Don't search too far for a reason the stock market will kick off the week under considerable pressure. The reality is this: Investors for months have ignored trade war fears because they were just that -- fears that weren't materializing in corporate earnings. In fact, first-quarter earnings saw the strongest growth rates in eons. So there was no reason for investors to price trade war fears into their thinking on corporate profits.

Now that dynamic has to change with the U.S. and China trading blows that are likely to raise costs -- and hurt profit margins -- for many very large companies and their supply chains. Trade war fears are now trade war truths. Buckle up, it's going to be a long week. 

Names on TheStreet 

I caught up with Tyson Foods (TSN) CEO Tom Hayes for an interview on TheStreet that hit on Sunday. Hayes is best-in-class. At 10 times forward earnings and Hayes trying to reshape Tyson with major acquisitions (more could be on the way within 12 months, Hayes hinted), the stock is too cheap for a long-term-minded investor. I say long-term as Tyson's bottom line will be restrained slightly -- and probably its stock will too -- over the next two quarters from inflation in feed and transportation costs.

Staying on the packaged goods theme, a note in my inbox from Wells Fargo detailed a recent meeting the analysts had with beleaguered Newell Brands (NWL) CEO Mike Polk (unsure how he has survived given the activist campaign and poor performance; he must be a master at C-suite politics). As if often the case with these types of meetings, the analyst came away positive.
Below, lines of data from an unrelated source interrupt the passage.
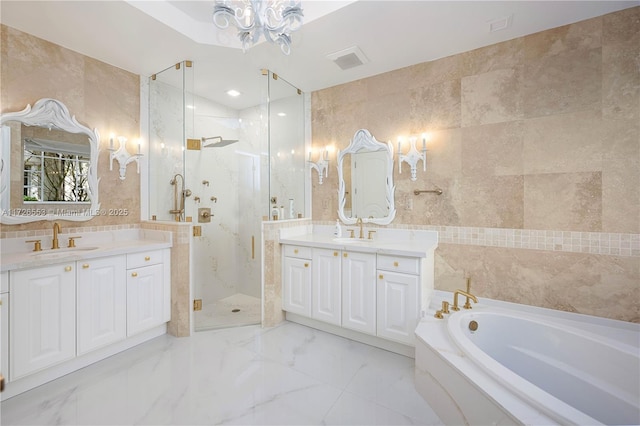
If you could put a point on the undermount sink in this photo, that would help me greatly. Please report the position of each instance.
(349, 240)
(55, 253)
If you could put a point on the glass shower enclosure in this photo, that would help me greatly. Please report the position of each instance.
(220, 167)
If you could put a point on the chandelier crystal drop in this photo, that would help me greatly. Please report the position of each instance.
(275, 19)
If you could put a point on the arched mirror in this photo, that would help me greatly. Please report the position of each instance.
(365, 173)
(49, 165)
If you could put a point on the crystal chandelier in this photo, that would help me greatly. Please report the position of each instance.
(275, 19)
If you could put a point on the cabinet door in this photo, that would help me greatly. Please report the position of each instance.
(102, 302)
(397, 306)
(145, 298)
(296, 286)
(326, 296)
(359, 292)
(42, 318)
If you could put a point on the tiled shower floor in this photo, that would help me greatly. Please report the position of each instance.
(220, 313)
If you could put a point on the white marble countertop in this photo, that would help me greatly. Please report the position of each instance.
(398, 242)
(16, 253)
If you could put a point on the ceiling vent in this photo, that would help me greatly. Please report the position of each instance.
(500, 24)
(348, 58)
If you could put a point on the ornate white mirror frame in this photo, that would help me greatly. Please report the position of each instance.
(363, 141)
(52, 114)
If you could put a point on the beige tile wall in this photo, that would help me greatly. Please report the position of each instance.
(539, 136)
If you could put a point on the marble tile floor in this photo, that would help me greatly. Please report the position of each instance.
(220, 313)
(285, 375)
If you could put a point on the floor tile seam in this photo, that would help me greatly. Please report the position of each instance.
(414, 420)
(330, 409)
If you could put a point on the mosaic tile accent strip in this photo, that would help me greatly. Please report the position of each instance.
(605, 243)
(614, 244)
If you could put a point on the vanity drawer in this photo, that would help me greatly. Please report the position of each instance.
(407, 265)
(144, 258)
(297, 251)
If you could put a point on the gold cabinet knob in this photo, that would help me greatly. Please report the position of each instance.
(37, 246)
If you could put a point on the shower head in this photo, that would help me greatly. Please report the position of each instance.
(217, 142)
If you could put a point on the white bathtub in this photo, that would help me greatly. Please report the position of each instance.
(528, 365)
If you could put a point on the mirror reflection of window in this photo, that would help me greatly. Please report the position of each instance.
(365, 187)
(55, 166)
(55, 176)
(369, 184)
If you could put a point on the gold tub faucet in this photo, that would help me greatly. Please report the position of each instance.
(464, 293)
(56, 229)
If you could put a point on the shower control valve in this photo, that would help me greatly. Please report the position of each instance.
(204, 215)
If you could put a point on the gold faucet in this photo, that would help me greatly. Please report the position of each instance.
(56, 229)
(464, 293)
(359, 222)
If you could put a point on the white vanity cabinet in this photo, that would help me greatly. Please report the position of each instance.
(359, 291)
(148, 299)
(370, 290)
(296, 285)
(102, 301)
(398, 297)
(326, 294)
(42, 325)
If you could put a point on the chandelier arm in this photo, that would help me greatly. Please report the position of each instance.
(255, 17)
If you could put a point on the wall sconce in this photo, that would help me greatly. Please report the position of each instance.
(413, 156)
(122, 156)
(321, 166)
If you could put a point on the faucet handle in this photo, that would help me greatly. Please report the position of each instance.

Key takeaways: "We believe buybacks could begin sooner than we thought and take place before deleveraging, with repurchases potentially beginning as early as late June/early July once the Waddington/Rawlings proceeds are received;" "We see upside potential to our second half 2018 gross margin estimates driven by aggressive overhead reductions & business mix;" "The underlying business environment, albeit pressured, hasn't worsened in the second quarter."

Wells Fargo has a buy rating and $35 price target on Newell Brands...

Around the Horn 

(1) Despite an increasingly nervous market, Goldman Sachs is staying firm with several targets: 2.9% GDP growth this year followed by a 2.2% increase in 2019; a 3% gain in the S&P 500  to 2,850 this year, followed by a 5% rise to 3,000 in 2019. On the interesting side, Goldman has lifted its probability for a U.S. recession to 18% over the next two years from 4% within the next 12 months.

(2) Keep an eye on Action Alerts PLUS holding Goldman Sachs (GS) ahead of a talk by CEO Lloyd Blankfein at New York's Economic Club on Tuesday. With Blankfein on his way out, this will probably be a minor news-making event.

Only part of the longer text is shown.